To date, the InvestigatorSpace platform has distributed more than 200 million safety reports and supported more than 7,500 studies. It dynamically tracks changing regulations in more than 110 countries worldwide. 

Support in a Post-COVID World

With the shift to remote monitoring during the COVID-19 pandemic, InvestigatorSpace makes more sense than ever, because it enables remote monitoring of SUSARs. The portal allows sponsors from anywhere in the world to get the right document to the right person at the right time—to any site in the world. 
The new normal we find ourselves in has made this capability even more vital because the alternatives less realistic. Prior to the pandemic, we were seeing increased interest in safety monitoring, which corresponded with a renewed regulatory emphasis. This interest has increased in the face of a future that will include more remote trials, less monitoring, and greater reliance on digital tools. Regulatory agencies are placing increasing emphasis on electronic reporting to ensure accurate and complete patient safety data exchange.
At the same time, sponsors and clinical research organizations are significantly lowering their expected earnings for the year. When companies start preserving cash, they tend to shy away from new initiatives, and instead focus on existing projects in an effort to streamline operations.
We’re seeing a convergence of these factors:
  • A reluctance—or inability—to make large capital expenditures
  • A need to streamline existing operations
  • A COVID-driven trend toward more remote trials
  • Understaffed and overwhelmed trial sites
  • A regulatory push for electronic reporting
Safety Reporting as a Service addresses each one of these trends. It offers most of the same benefits without requiring a new capital investment during uncertain times. And whether implemented as a service or as a fully installed software solution, WCG’s InvestigatorSpace relieves the burden on sites and patients.  
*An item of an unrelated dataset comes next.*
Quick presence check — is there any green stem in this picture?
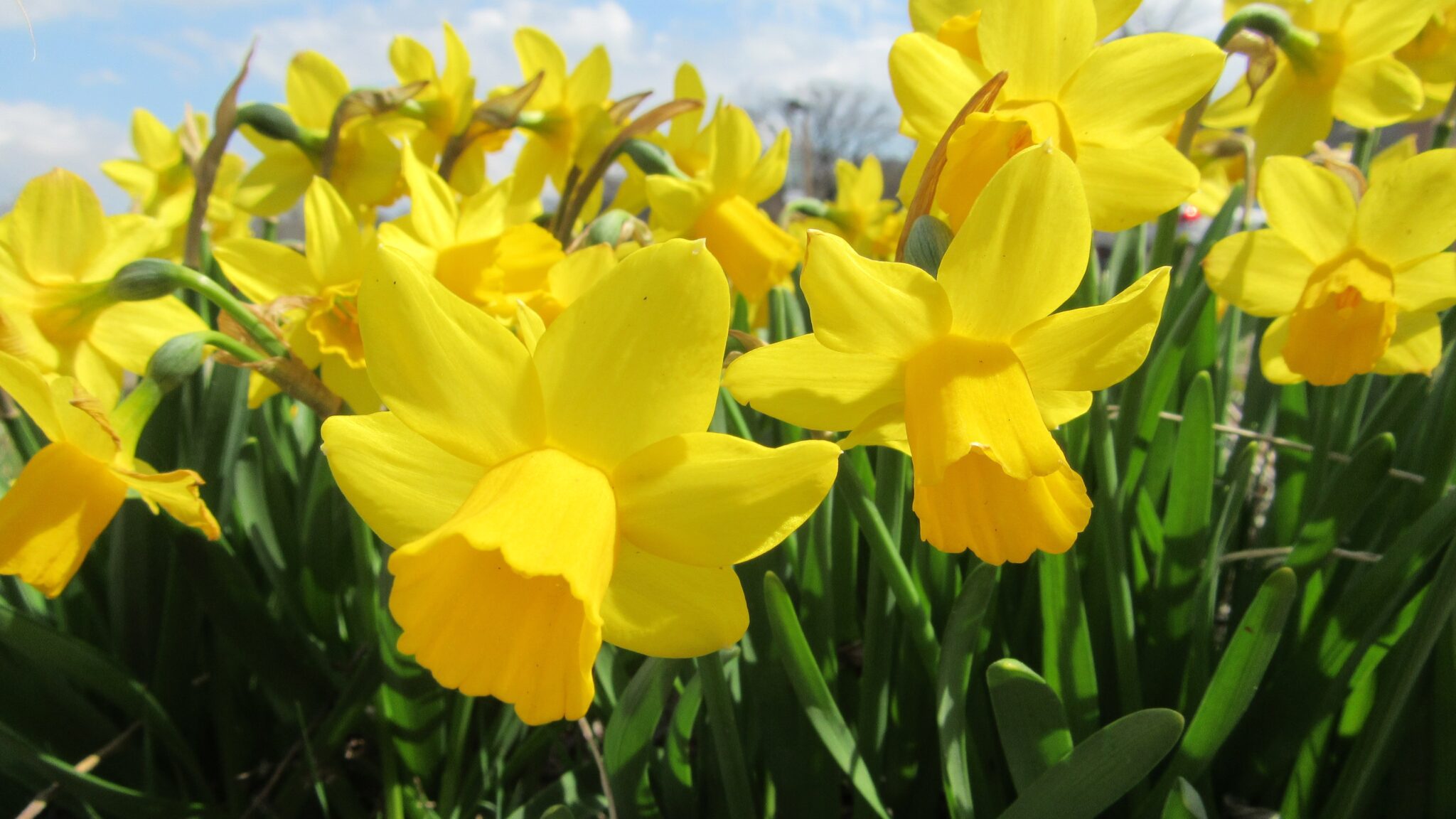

Lifting Site Burden: Streamline for Simplicity 

WCG’s InvestigatorSpace can help streamline site burden. Let’s say an organization is conducting eight studies in a particular therapeutic area. SUSAR distributions occur at the drug compound level, meaning the same SUSAR could be delivered to eight separate study sites—since each study is evaluating that compound. 
With a traditional system, an investigator working on three of those eight studies receives the same document three times and must acknowledge it each time. This drowns the site in unnecessary emails, burying important safety information in a pile of noisy, irrelevant documents.
It also increases the likelihood of human error. Data entry errors are common in the clinical trials industry. InvestigatorSpace offers an entirely automated process, based WCG’s integration capabilities with clinical trial management systems, safety databases, trial master files, shared investigator platforms, and the like.

Improving Patient-Centricity

The pandemic has impacted significant portions of the clinical trials industry, but one trend that didn’t slow was the move toward patient-centered trials. Reducing site burden improves patient care. When sites are flooded with information, there is a greater chance that they will miss important safety alerts.
However, when sites receive only relevant and important notices, they end up spending more time with patients—which allows them to address actual safety issues with them.  

Moving Forward

The pandemic will be a catalyst for significant change, but no one knows exactly what those changes will be. We can expect more virtualized trials, as well as a move away from on-site, regular visits by monitors.